Existe-t-il encore un privilège spécifique lié au dollar?

Le dollar américain reste de loin première monnaie de réserve mondiale. Cela n’est pas remis en question. En revanche, certains investisseurs s’inquiètent de savoir si l’accès au dollar comme actif accessible en tout temps est encore garanti. Le gel des avoirs en dollars n’a pas été rassurant et a désécurisé certains investisseurs qui recherchent des alternatives. De manière générale, si un plus grand nombre d’investisseurs sont réticents à acheter de la dette en dollars, cela peut pousser à la hausse les taux des emprunts à 10 ans. En conclusion, il ne sera pas possible pour les investisseurs de se passer du dollar américain du jour au lendemain mais il y a quand même un questionnement croissant sur la nécessité de diversifier les placements vers d’autres monnaies, voire en matières premières.

«Nous restons également positifs au sujet des valeurs bancaires européennes.»

En Europe, un fait marquant au cours du premier semestre a été l’annonce par l’Allemagne d’un gigantesque programme d’investissement dans les infrastructures, à hauteur de 500 milliards d’euros, plus celui consacré à la défense.
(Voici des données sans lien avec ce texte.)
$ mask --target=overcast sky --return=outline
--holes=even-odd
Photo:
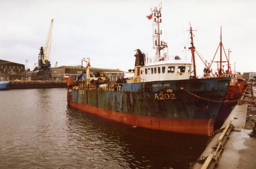
[[[196,30],[196,49],[210,62],[220,43],[222,26],[224,46],[232,49],[232,70],[236,62],[237,71],[256,72],[256,1],[162,1],[161,40],[168,43],[169,55],[185,58],[190,21]],[[89,57],[92,67],[127,70],[134,67],[135,49],[155,56],[152,20],[146,16],[160,2],[1,0],[0,59],[25,65],[28,60],[28,68],[34,69],[53,18],[52,66],[56,61],[58,66],[80,65],[82,58]],[[191,57],[187,51],[187,59]],[[203,64],[198,57],[196,61],[200,75]]]

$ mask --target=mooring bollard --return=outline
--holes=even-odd
[[[252,131],[250,133],[250,137],[256,137],[256,120],[254,121],[254,126],[252,128]]]

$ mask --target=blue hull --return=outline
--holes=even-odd
[[[0,82],[0,89],[4,89],[9,84],[10,81],[4,81]]]

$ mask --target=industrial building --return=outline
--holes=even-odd
[[[23,80],[25,79],[24,65],[0,59],[0,80]]]
[[[244,73],[243,74],[244,79],[247,81],[254,81],[255,79],[253,77],[256,77],[256,72],[248,72]]]
[[[80,75],[83,71],[86,70],[85,67],[79,66],[63,66],[57,68],[52,68],[52,76],[53,80],[67,80],[69,76],[73,77],[74,79],[76,79],[77,76]],[[109,76],[110,81],[116,82],[118,78],[122,78],[124,76],[124,72],[119,69],[112,69],[90,67],[90,74],[92,77],[99,77],[100,73],[105,73],[105,76]],[[86,75],[84,75],[82,79],[86,79]]]

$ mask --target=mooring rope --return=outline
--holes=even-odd
[[[250,100],[244,100],[243,99],[238,99],[237,100],[232,100],[232,101],[229,101],[228,100],[224,100],[224,101],[220,101],[219,100],[212,100],[211,99],[206,99],[206,98],[204,98],[203,97],[201,97],[196,95],[196,94],[195,94],[193,93],[191,93],[190,92],[189,92],[185,89],[183,87],[180,87],[180,88],[181,90],[184,90],[187,92],[188,92],[189,94],[191,94],[191,95],[195,96],[195,97],[199,98],[199,99],[204,99],[204,100],[206,100],[211,101],[213,101],[214,102],[219,102],[220,103],[230,103],[232,102],[236,102],[239,101],[244,101],[244,102],[247,102],[247,103],[254,103],[255,102],[253,101],[250,101]]]

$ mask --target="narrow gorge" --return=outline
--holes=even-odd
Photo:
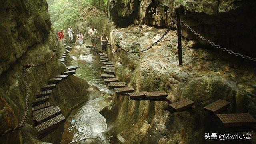
[[[256,143],[255,0],[0,3],[0,143]]]

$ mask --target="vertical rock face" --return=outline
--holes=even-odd
[[[184,7],[182,19],[211,41],[250,56],[256,50],[256,2],[253,0],[110,0],[110,13],[118,25],[131,24],[168,27],[175,19],[174,8]],[[172,18],[171,20],[171,17]],[[188,39],[205,42],[182,27]]]
[[[46,0],[0,2],[0,74],[28,49],[44,42],[51,29]]]

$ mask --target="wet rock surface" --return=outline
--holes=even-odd
[[[138,51],[150,46],[165,30],[145,25],[114,29],[112,42]],[[188,98],[195,102],[191,110],[178,113],[170,111],[166,102],[135,101],[114,94],[111,106],[101,112],[108,122],[109,133],[114,134],[112,140],[119,143],[202,143],[206,142],[203,136],[206,132],[241,132],[224,127],[216,116],[204,110],[219,99],[231,102],[225,112],[255,116],[255,102],[248,98],[256,92],[252,84],[256,82],[253,65],[245,64],[240,59],[230,60],[234,59],[233,56],[222,55],[216,49],[190,48],[183,41],[183,66],[179,66],[176,38],[176,32],[170,32],[156,46],[142,54],[122,50],[113,55],[111,51],[116,48],[109,49],[116,76],[136,91],[164,90],[172,102]]]
[[[229,50],[255,56],[256,51],[250,48],[256,46],[254,0],[109,1],[112,19],[118,26],[124,27],[140,24],[168,27],[175,19],[175,7],[182,6],[182,20],[203,36]],[[184,37],[206,45],[184,26],[182,29]]]

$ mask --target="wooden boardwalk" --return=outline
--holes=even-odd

Quel sera l’impact de ces programmes sur la croissance européenne?

Ces programmes d’investissements dans les infrastructures et la défense sont une très bonne nouvelle non seulement pour l’Allemagne mais aussi pour l’Europe car ils profiteront également aux autres pays. Après une longue période d’austérité fiscale outre-Rhin, le multiplicateur budgétaire pourrait en sus être particulièrement élevé. Les entreprises allemandes auront besoin de sous-traitants en France, en Espagne en Italie. Une entreprise italienne comme Leonardo, par exemple, profitera aussi du programme d’investissement dans la défense annoncé outre-Rhin.

De manière générale, quelles sont les placements que vous sur- ou sous-pondérez en vue du deuxième semestre?
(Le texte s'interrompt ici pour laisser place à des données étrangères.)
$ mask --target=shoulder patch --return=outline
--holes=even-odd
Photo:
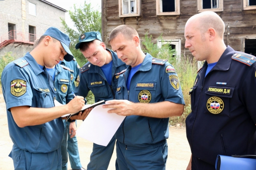
[[[152,64],[160,64],[160,65],[164,65],[168,61],[168,60],[163,60],[156,58],[152,59]]]
[[[168,66],[165,68],[165,72],[166,73],[177,73],[175,69],[172,66]]]
[[[242,52],[237,52],[234,54],[231,58],[232,59],[238,61],[246,64],[249,66],[256,62],[256,57],[255,56]]]
[[[26,92],[27,82],[23,80],[14,80],[11,82],[11,93],[16,97],[20,97]]]
[[[89,62],[79,69],[80,73],[83,73],[89,69],[91,67],[91,63]]]
[[[197,70],[197,71],[196,72],[196,74],[198,73],[198,72],[199,71],[200,71],[200,70],[201,70],[201,69],[202,69],[202,67],[201,68],[199,68],[199,69]]]
[[[125,72],[127,69],[127,68],[126,68],[126,69],[125,69],[123,70],[122,70],[122,71],[121,71],[121,72],[120,73],[116,73],[115,74],[115,75],[119,75],[120,74],[122,74],[122,73],[124,73]]]
[[[22,68],[28,64],[28,63],[27,60],[21,59],[17,60],[14,62],[14,63],[20,68]]]
[[[69,71],[71,71],[70,69],[70,68],[69,68],[68,67],[66,67],[65,66],[63,66],[63,65],[61,65],[61,64],[60,64],[60,66],[62,67],[64,69],[66,69],[66,70],[68,70]]]

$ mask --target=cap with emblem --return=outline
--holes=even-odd
[[[49,35],[60,41],[63,48],[68,53],[64,56],[64,59],[67,61],[70,61],[73,60],[74,57],[69,48],[71,41],[67,35],[56,28],[50,27],[46,30],[43,35]]]
[[[102,41],[101,35],[98,31],[87,32],[82,34],[79,37],[79,42],[76,45],[76,49],[79,49],[80,44],[82,42],[91,41],[96,39]]]

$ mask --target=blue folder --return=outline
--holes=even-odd
[[[256,170],[256,159],[243,157],[255,155],[218,155],[216,159],[216,170]]]

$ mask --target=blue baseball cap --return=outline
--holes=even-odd
[[[96,39],[102,42],[101,35],[98,31],[86,32],[82,34],[79,37],[79,42],[76,45],[76,49],[79,49],[80,48],[80,44],[82,42],[91,41]]]
[[[63,33],[57,28],[50,27],[46,30],[43,35],[49,35],[60,41],[62,46],[68,53],[64,56],[65,60],[67,61],[70,61],[73,60],[74,56],[69,50],[71,41],[67,35]]]

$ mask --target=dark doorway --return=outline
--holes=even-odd
[[[245,39],[244,53],[256,56],[256,39]]]
[[[29,39],[30,42],[34,42],[36,38],[36,27],[28,26]]]
[[[256,5],[256,0],[249,0],[249,6]]]
[[[8,36],[9,39],[17,39],[16,25],[11,23],[8,23]]]
[[[162,1],[163,12],[175,11],[175,0]]]

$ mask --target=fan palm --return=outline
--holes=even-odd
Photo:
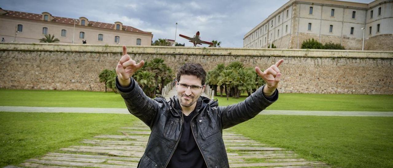
[[[58,38],[55,38],[55,35],[51,36],[50,34],[45,35],[45,37],[40,39],[40,42],[53,43],[60,41]]]

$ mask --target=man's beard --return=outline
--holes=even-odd
[[[187,96],[187,97],[191,97],[191,102],[190,102],[189,103],[187,103],[185,102],[183,102],[183,99],[182,98],[183,96],[186,96],[185,94],[179,94],[178,96],[178,97],[180,98],[180,99],[179,99],[179,102],[180,102],[180,104],[181,104],[182,106],[183,106],[185,107],[189,107],[191,106],[192,106],[193,104],[194,104],[194,103],[195,103],[195,102],[196,102],[196,100],[197,99],[194,99],[194,98],[195,97],[194,96],[193,96],[192,95],[190,95],[189,96]],[[196,97],[196,98],[198,98],[198,97]]]

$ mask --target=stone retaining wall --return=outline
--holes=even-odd
[[[130,46],[139,61],[160,57],[174,71],[185,62],[206,70],[238,61],[268,68],[281,58],[281,93],[393,94],[393,52]],[[98,74],[114,69],[119,46],[0,44],[0,88],[103,91]]]

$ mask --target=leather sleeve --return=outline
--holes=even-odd
[[[138,83],[132,77],[130,86],[122,87],[116,78],[116,87],[124,99],[129,111],[143,121],[151,128],[154,118],[163,105],[146,96]]]
[[[263,91],[264,86],[259,88],[242,102],[217,108],[217,114],[220,118],[219,121],[220,121],[222,129],[235,126],[253,118],[278,99],[278,90],[277,89],[272,97],[265,97]]]

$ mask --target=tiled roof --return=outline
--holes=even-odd
[[[4,10],[4,9],[3,9]],[[40,14],[36,14],[35,13],[27,13],[26,12],[18,12],[17,11],[8,11],[7,10],[4,10],[5,11],[6,11],[7,13],[3,15],[2,16],[6,16],[7,17],[16,18],[20,18],[25,19],[29,19],[33,20],[39,20],[42,21],[41,20],[42,18],[42,15]],[[62,24],[66,24],[69,25],[73,25],[74,22],[73,19],[70,18],[63,18],[59,16],[52,16],[54,18],[53,20],[50,22],[52,23],[59,23]],[[79,19],[76,19],[76,22],[75,22],[75,24],[76,25],[78,25],[79,24],[79,22],[80,20]],[[97,22],[94,22],[90,20],[88,20],[90,24],[88,26],[87,26],[90,27],[95,27],[100,29],[107,29],[112,30],[114,30],[114,28],[115,26],[114,24],[111,24],[106,23],[102,23]],[[132,32],[132,33],[143,33],[143,34],[148,34],[151,35],[151,33],[149,32],[143,31],[138,29],[136,29],[135,27],[129,26],[128,26],[123,25],[123,29],[121,30],[121,31],[125,31],[129,32]]]

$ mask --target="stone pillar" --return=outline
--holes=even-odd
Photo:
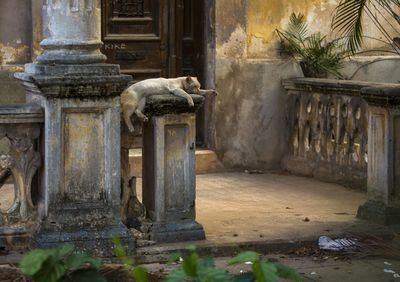
[[[368,201],[358,217],[400,223],[400,87],[364,88],[368,103]]]
[[[40,43],[44,64],[83,64],[105,62],[101,42],[101,1],[45,0]]]
[[[195,111],[204,97],[192,95],[195,107],[175,96],[151,96],[143,126],[143,204],[157,242],[205,238],[195,221]]]
[[[37,64],[16,74],[27,100],[45,109],[44,193],[36,247],[72,242],[113,255],[112,236],[129,251],[121,223],[120,99],[131,80],[102,64],[100,0],[47,0],[48,38]]]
Nous sommes relativement prudents au sujet des actions. Les valorisations des actions européennes, qui se négocient à plus de 15x les bénéfices estimés pour 2025, sont supérieures à leur moyenne historique. C’est certes inférieur à celles des actions américaines qui se négocient avec un ratio P/E de l’ordre de 22.

Il faut donc bien relever que la hausse récente des marchés s’est faite essentiellement sur la base du re-rating, et pas tellement sur une révision à la hausse des estimations de bénéfices.

Par secteurs d’activité, nous favorisons aussi les entreprises plus axées sur le marché domestique, comme les opérateurs télécoms qui sont moins exposés à la problématique des droits de douanes. Nous restons également positifs au sujet des valeurs bancaires européennes. Nous restons «long» sur le cours de l’euro contre le dollar qui peut encore remonter à 1,20.  

L’appréciation du cours de l’or, qui a atteint 29% depuis le début de l’année, peut-elle se poursuivre?

L’or est un actif refuge qui continue d’être recherché par les investisseurs en tant qu’actif de diversification. On ne voit donc pas de raison structurelle pour que son prix baisse significativement.